There is no end of examples of methods to reach an optimum point in manufacturing and production which produce the maximum profit at the minimum cost. These are just a few examples of what mathematics can do for us, and it plays an enormous, but often unseen role in essentially every product made, and with significant impact on what you pay for the product, and how profitable it can be to produce it. AI practitioners have adopted some of these ideas for use in what they call “machine learning”.

Machine learning is a relatively simple (as commonly practiced) application of a minimization problem, as we will discuss here. In common practice, it does not attempt to use higher-level methods, but instead the object has been to use simple procedures which are readily available, involving simple concepts which may or may not be appropriate for the purpose. In some sense, the idea, as far as AI is concerned, is that the magical Neural Network will figure it all out for us so that we don’t have to actually understand what we are doing. If this sounds harsh, it is, but someone needs to be honest about what is going on with all the hype we hear on a daily basis.

We are now going to use the simple contour map as a way of understanding what is actually being done in what is called “Machine Learning”. We refer the reader to our First Dialogue if the concept of a neural network and the idea of minimizing a measure of error is new to you. This is really just about all that is involved, and the common contour map is a convenient vehicle to use for understanding what it is all about.
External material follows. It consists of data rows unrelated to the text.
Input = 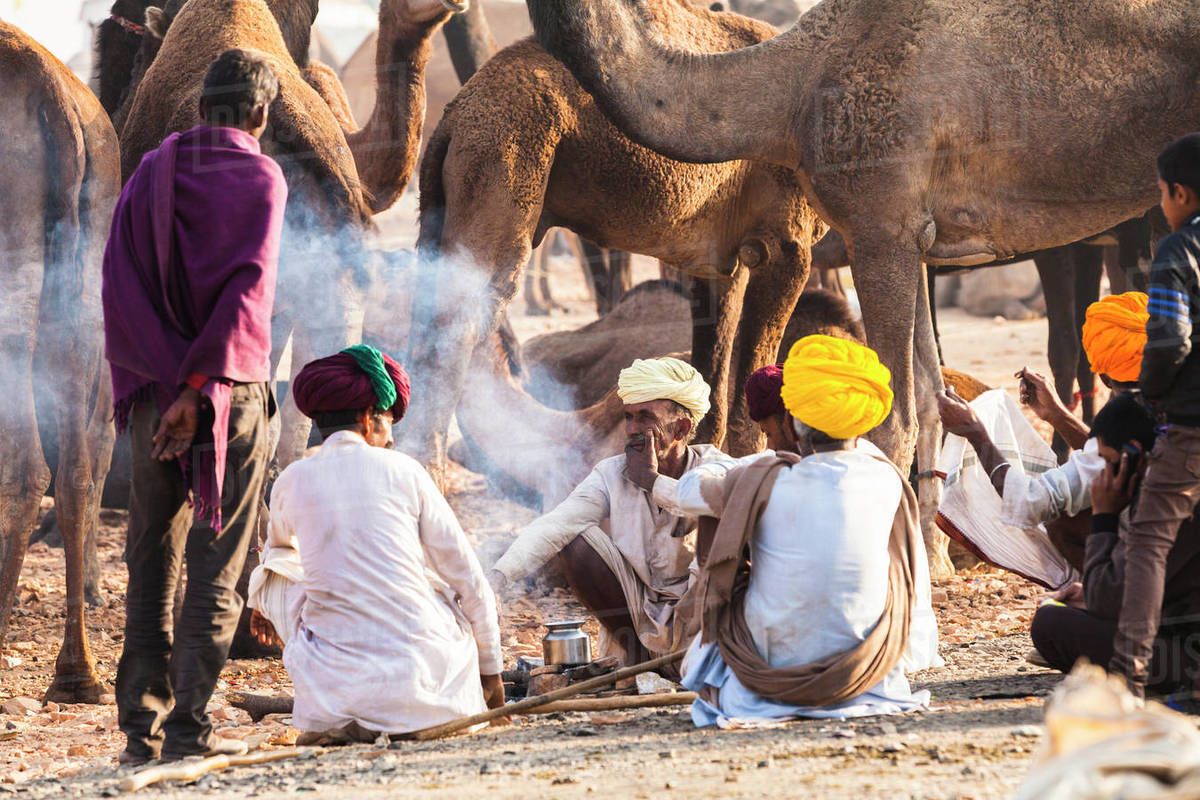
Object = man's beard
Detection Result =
[625,425,674,461]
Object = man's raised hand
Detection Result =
[1013,367,1069,422]
[625,429,659,492]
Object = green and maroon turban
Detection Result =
[292,344,409,422]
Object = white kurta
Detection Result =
[937,389,1104,589]
[493,445,730,656]
[654,439,940,724]
[260,431,503,733]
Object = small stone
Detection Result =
[0,697,40,717]
[528,674,566,697]
[635,672,676,694]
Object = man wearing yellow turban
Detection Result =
[488,357,728,663]
[655,336,941,726]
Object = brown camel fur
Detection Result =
[528,0,1200,577]
[463,286,986,510]
[0,22,120,703]
[121,0,460,464]
[402,0,817,496]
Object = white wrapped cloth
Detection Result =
[937,389,1091,589]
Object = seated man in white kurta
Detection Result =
[488,357,728,663]
[250,345,504,744]
[632,336,937,726]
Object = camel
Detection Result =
[121,0,466,464]
[0,22,120,703]
[528,0,1200,577]
[401,0,821,506]
[451,281,986,510]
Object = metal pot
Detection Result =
[541,619,592,667]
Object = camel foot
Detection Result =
[42,672,104,705]
[226,692,294,722]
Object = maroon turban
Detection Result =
[292,344,409,422]
[746,363,787,422]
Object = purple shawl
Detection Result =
[102,126,287,530]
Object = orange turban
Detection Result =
[1084,291,1150,384]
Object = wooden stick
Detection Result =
[121,747,309,792]
[526,692,696,714]
[403,650,684,741]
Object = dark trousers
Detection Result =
[116,384,270,756]
[1030,606,1200,694]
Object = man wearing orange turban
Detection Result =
[247,344,504,744]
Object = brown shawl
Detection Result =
[698,453,920,706]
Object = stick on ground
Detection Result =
[121,747,320,792]
[392,650,684,741]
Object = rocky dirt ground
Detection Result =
[0,248,1104,798]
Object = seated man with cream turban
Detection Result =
[488,357,728,664]
[635,335,937,726]
[938,291,1148,599]
[248,344,504,744]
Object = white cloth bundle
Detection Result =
[937,389,1079,589]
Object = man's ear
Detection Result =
[250,103,268,128]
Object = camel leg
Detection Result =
[1075,245,1105,422]
[396,185,541,487]
[851,231,925,473]
[722,258,809,456]
[604,247,634,313]
[580,236,616,317]
[913,267,954,578]
[691,269,748,447]
[1033,245,1086,461]
[44,339,113,703]
[524,245,551,317]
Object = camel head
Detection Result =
[94,0,150,115]
[379,0,470,25]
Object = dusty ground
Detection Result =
[0,245,1089,798]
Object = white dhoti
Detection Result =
[246,547,304,644]
[937,390,1080,589]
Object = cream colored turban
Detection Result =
[780,335,892,439]
[617,356,709,422]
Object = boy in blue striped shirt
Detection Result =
[1108,134,1200,693]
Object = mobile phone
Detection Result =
[1121,445,1141,475]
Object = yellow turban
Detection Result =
[617,356,709,422]
[781,335,892,439]
[1084,291,1150,383]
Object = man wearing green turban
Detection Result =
[635,336,940,726]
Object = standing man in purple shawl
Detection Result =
[103,50,287,764]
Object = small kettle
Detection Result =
[541,619,592,667]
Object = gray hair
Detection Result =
[791,416,845,447]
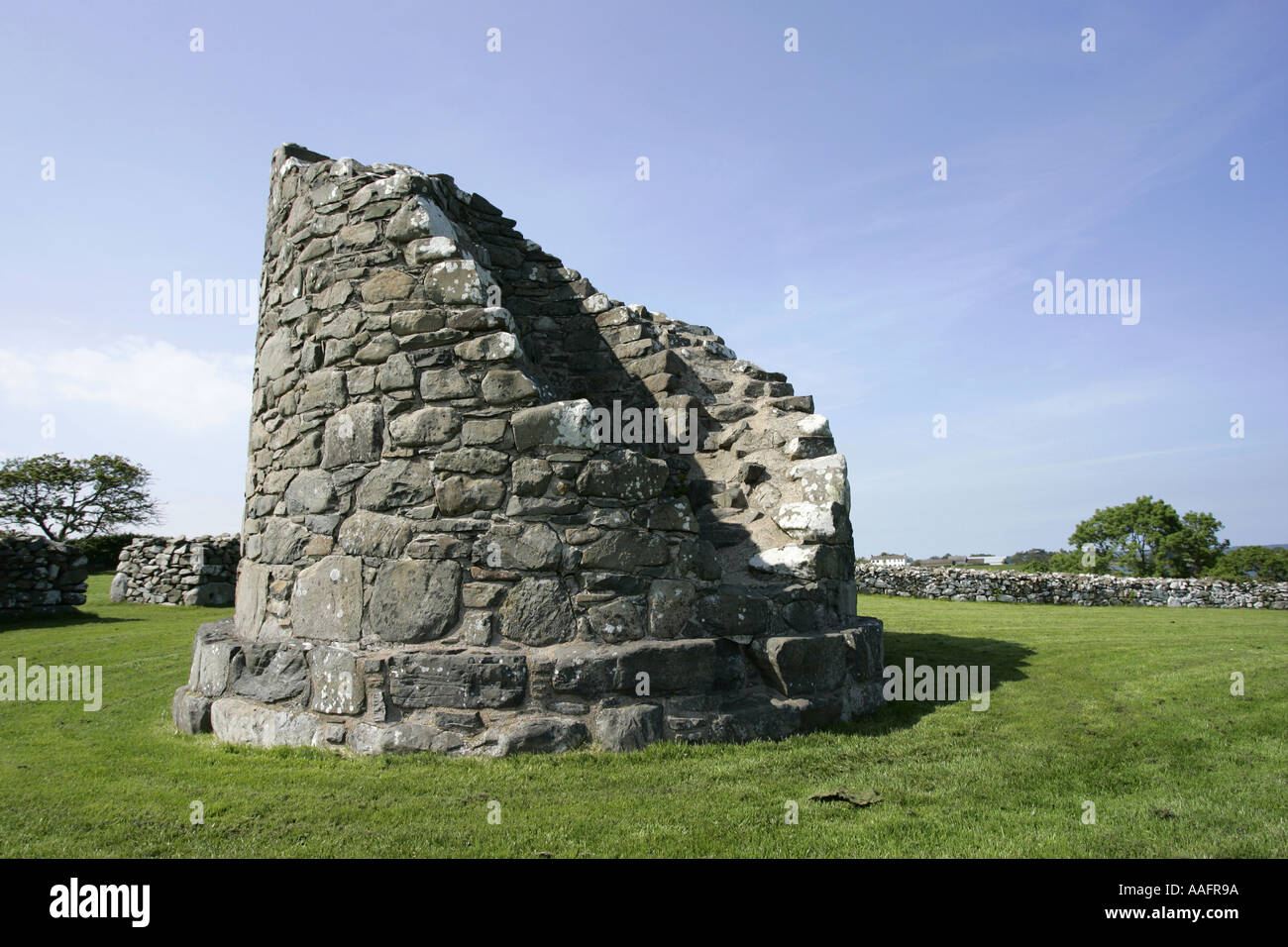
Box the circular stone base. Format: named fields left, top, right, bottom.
left=174, top=617, right=884, bottom=756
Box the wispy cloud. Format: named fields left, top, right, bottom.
left=0, top=336, right=252, bottom=432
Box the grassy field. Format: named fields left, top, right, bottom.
left=0, top=576, right=1288, bottom=857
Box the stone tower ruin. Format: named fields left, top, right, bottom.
left=174, top=145, right=883, bottom=755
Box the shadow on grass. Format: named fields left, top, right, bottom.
left=828, top=631, right=1037, bottom=736
left=0, top=608, right=147, bottom=634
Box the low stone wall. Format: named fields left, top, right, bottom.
left=854, top=563, right=1288, bottom=608
left=0, top=533, right=89, bottom=618
left=112, top=533, right=241, bottom=605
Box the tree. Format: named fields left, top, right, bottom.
left=1159, top=510, right=1231, bottom=578
left=0, top=454, right=160, bottom=543
left=1203, top=546, right=1288, bottom=582
left=1069, top=496, right=1181, bottom=576
left=1037, top=549, right=1087, bottom=573
left=1069, top=496, right=1231, bottom=578
left=1006, top=548, right=1051, bottom=566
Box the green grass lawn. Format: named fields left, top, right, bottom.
left=0, top=575, right=1288, bottom=857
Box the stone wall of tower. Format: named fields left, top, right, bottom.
left=175, top=146, right=881, bottom=753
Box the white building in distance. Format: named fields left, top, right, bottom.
left=868, top=553, right=910, bottom=566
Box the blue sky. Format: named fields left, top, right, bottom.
left=0, top=3, right=1288, bottom=557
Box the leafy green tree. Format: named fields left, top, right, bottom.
left=1069, top=496, right=1181, bottom=576
left=1158, top=510, right=1231, bottom=579
left=1044, top=549, right=1087, bottom=573
left=1069, top=496, right=1231, bottom=578
left=1006, top=549, right=1051, bottom=566
left=0, top=454, right=160, bottom=543
left=1203, top=546, right=1288, bottom=582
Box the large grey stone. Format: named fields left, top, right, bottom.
left=499, top=579, right=577, bottom=647
left=210, top=697, right=322, bottom=746
left=170, top=684, right=211, bottom=736
left=577, top=450, right=669, bottom=502
left=286, top=471, right=336, bottom=517
left=365, top=559, right=461, bottom=643
left=339, top=510, right=411, bottom=559
left=322, top=401, right=383, bottom=471
left=389, top=652, right=528, bottom=710
left=309, top=646, right=366, bottom=716
left=752, top=633, right=849, bottom=697
left=595, top=703, right=662, bottom=753
left=510, top=398, right=597, bottom=451
left=291, top=556, right=362, bottom=642
left=389, top=407, right=461, bottom=447
left=497, top=716, right=590, bottom=756
left=233, top=640, right=309, bottom=703
left=258, top=517, right=309, bottom=565
left=357, top=458, right=434, bottom=510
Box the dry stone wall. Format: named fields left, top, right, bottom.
left=0, top=533, right=89, bottom=618
left=174, top=146, right=883, bottom=755
left=854, top=563, right=1288, bottom=608
left=111, top=533, right=241, bottom=605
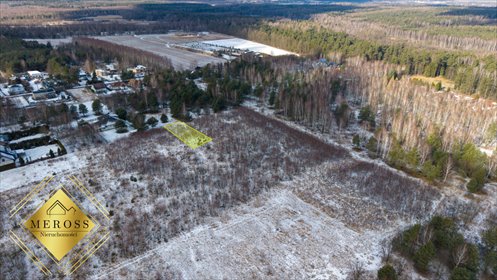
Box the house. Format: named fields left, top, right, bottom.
left=32, top=88, right=57, bottom=100
left=131, top=65, right=147, bottom=74
left=91, top=82, right=107, bottom=94
left=108, top=82, right=127, bottom=91
left=28, top=70, right=43, bottom=79
left=95, top=69, right=108, bottom=77
left=78, top=69, right=88, bottom=81
left=7, top=84, right=25, bottom=95
left=105, top=63, right=117, bottom=75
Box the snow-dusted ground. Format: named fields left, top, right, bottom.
left=24, top=144, right=59, bottom=161
left=94, top=189, right=392, bottom=279
left=202, top=38, right=297, bottom=56
left=0, top=149, right=88, bottom=192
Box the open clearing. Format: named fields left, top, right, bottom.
left=94, top=33, right=228, bottom=69
left=0, top=108, right=494, bottom=279
left=93, top=32, right=294, bottom=69
left=164, top=121, right=212, bottom=149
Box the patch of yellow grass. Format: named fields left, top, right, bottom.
left=411, top=75, right=454, bottom=89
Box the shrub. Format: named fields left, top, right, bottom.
left=413, top=241, right=436, bottom=272
left=160, top=114, right=168, bottom=123
left=450, top=267, right=476, bottom=280
left=352, top=134, right=361, bottom=147
left=147, top=117, right=159, bottom=127
left=378, top=264, right=397, bottom=280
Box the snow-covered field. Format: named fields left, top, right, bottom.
left=0, top=107, right=495, bottom=279
left=94, top=189, right=386, bottom=279
left=94, top=32, right=295, bottom=69
left=202, top=38, right=296, bottom=56
left=24, top=144, right=59, bottom=161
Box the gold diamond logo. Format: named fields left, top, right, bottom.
left=24, top=189, right=95, bottom=261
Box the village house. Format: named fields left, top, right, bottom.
left=32, top=88, right=57, bottom=100
left=28, top=70, right=43, bottom=79
left=91, top=82, right=107, bottom=94
left=7, top=84, right=25, bottom=95
left=108, top=82, right=128, bottom=91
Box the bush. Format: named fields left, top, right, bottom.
left=450, top=267, right=476, bottom=280
left=147, top=117, right=159, bottom=127
left=413, top=241, right=436, bottom=272
left=352, top=134, right=361, bottom=148
left=359, top=106, right=376, bottom=127
left=378, top=264, right=397, bottom=280
left=466, top=166, right=486, bottom=193
left=366, top=137, right=378, bottom=158
left=114, top=120, right=128, bottom=133
left=160, top=114, right=168, bottom=123
left=116, top=108, right=128, bottom=120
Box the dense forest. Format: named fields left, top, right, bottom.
left=238, top=22, right=497, bottom=99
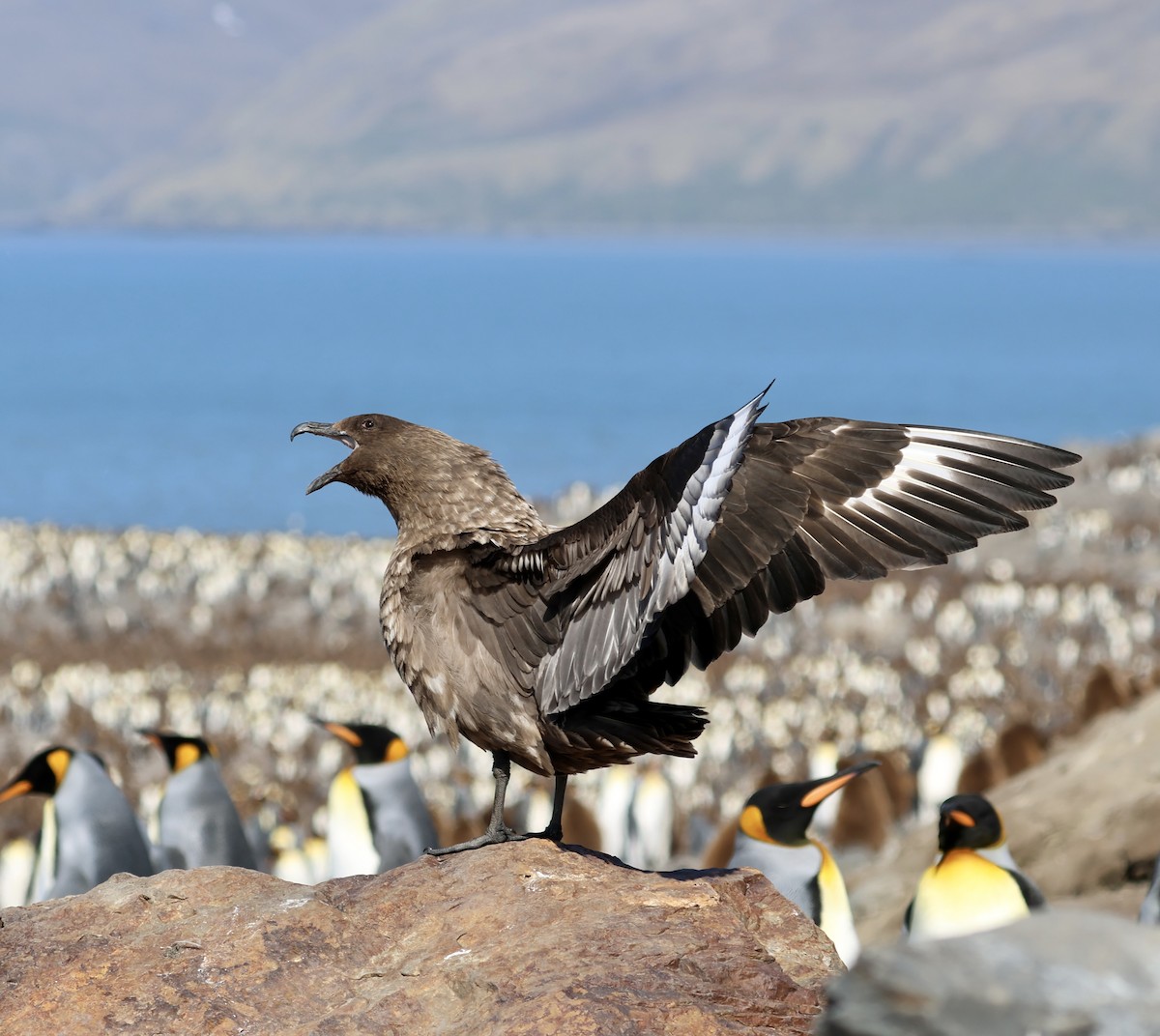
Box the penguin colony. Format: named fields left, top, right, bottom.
left=6, top=391, right=1155, bottom=951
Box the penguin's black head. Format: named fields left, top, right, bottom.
left=314, top=717, right=407, bottom=765
left=939, top=794, right=1004, bottom=852
left=138, top=730, right=217, bottom=774
left=0, top=745, right=74, bottom=802
left=738, top=761, right=880, bottom=846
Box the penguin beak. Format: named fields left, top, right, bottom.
left=0, top=780, right=33, bottom=802
left=290, top=421, right=359, bottom=497
left=801, top=760, right=882, bottom=809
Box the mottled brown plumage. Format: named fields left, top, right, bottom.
left=291, top=385, right=1079, bottom=841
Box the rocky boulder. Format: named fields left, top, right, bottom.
left=0, top=840, right=841, bottom=1036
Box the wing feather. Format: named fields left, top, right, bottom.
left=454, top=397, right=1079, bottom=714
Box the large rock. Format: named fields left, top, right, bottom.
left=0, top=840, right=841, bottom=1036
left=818, top=910, right=1160, bottom=1036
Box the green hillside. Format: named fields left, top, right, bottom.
left=0, top=0, right=1160, bottom=234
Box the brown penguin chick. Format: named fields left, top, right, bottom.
left=1080, top=664, right=1127, bottom=726
left=291, top=385, right=1079, bottom=851
left=701, top=820, right=737, bottom=870
left=829, top=757, right=894, bottom=852
left=957, top=745, right=1007, bottom=794
left=999, top=719, right=1048, bottom=777
left=865, top=748, right=917, bottom=820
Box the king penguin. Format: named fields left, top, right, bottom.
left=904, top=794, right=1046, bottom=941
left=730, top=761, right=878, bottom=967
left=140, top=730, right=257, bottom=870
left=314, top=719, right=439, bottom=878
left=0, top=745, right=153, bottom=903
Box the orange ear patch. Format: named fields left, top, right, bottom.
left=738, top=806, right=769, bottom=843
left=0, top=781, right=33, bottom=802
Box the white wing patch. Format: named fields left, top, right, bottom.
left=537, top=387, right=762, bottom=713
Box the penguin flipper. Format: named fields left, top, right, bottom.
left=1007, top=870, right=1048, bottom=909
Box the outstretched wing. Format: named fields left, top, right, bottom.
left=456, top=397, right=1079, bottom=714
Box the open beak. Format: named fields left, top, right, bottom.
left=290, top=421, right=359, bottom=497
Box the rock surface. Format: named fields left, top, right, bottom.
left=818, top=910, right=1160, bottom=1036
left=0, top=841, right=841, bottom=1036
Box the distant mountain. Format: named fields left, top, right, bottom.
left=7, top=0, right=1160, bottom=234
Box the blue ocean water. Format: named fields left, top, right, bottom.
left=0, top=236, right=1160, bottom=534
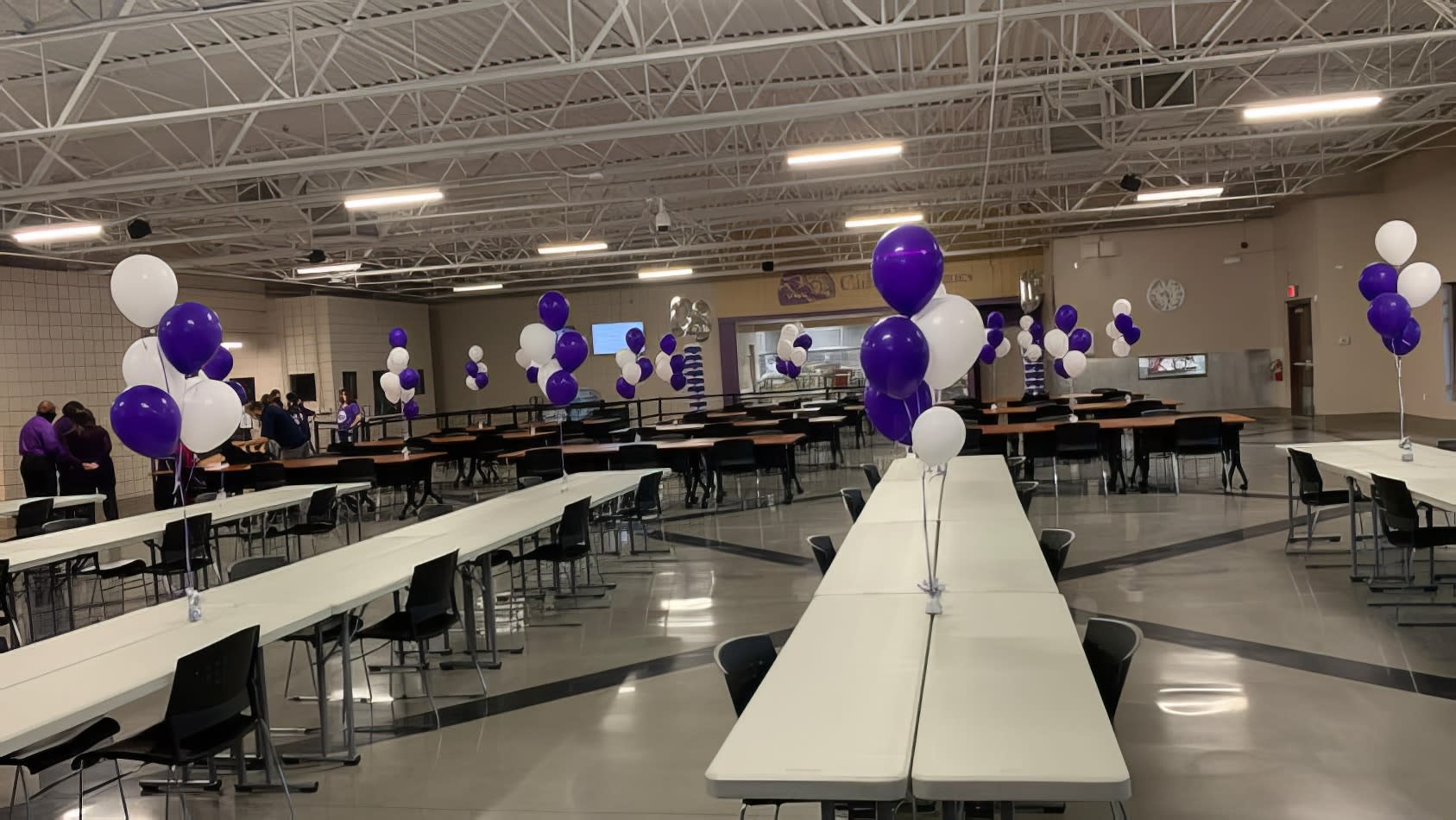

We are going to make an analogy to the kind of computer algorithm which is commonly used, as we see how we might go about solving a simple minimization problem using a contour map. We will then discuss how the same procedure can be realized on a computer, as is done in most commercial applications.

Posing a Simple Minimization Problem and Comments on the Nature of Solutions

Using our simple contour map, now, we are going to pose a very simple minimization problem which we would like to solve, beginning at our current position in our Rocky Mountain location in north America. We shall describe how a solution can be obtained, what the pitfalls are that may be encountered, and will discuss the nature of solutions, including how many solutions there are and something about the solutions in a context which we can easily understand.

In discussions of Machine Learning, you will often see references to “Gradient” methods used to solve the “Learning” problem. We are going to consider a simple gradient method that we ourselves might use for solving our minimization problem using our contour map.

The Minimization Problem We Pose for Our Contour Map

The problem that we will pose is a simple one. Given that we are at some location on the map, and that this location has a well-defined elevation above sea level, we wish to find a path which will lead in a very specific way from our present location and elevation to a new location which is at sea level (elevation zero). Think of this as a minimization problem in which we seek to minimize the error (difference) between our current elevation, and our desired elevation which is sea level (zero elevation). Our error is therefore given simply by our current elevation above (or below) sea level. To make the problem more precise, therefore, we will choose to use the absolute value of the error, or the square of the error, etc, to insure that the error measure that we use is always a non-negative number.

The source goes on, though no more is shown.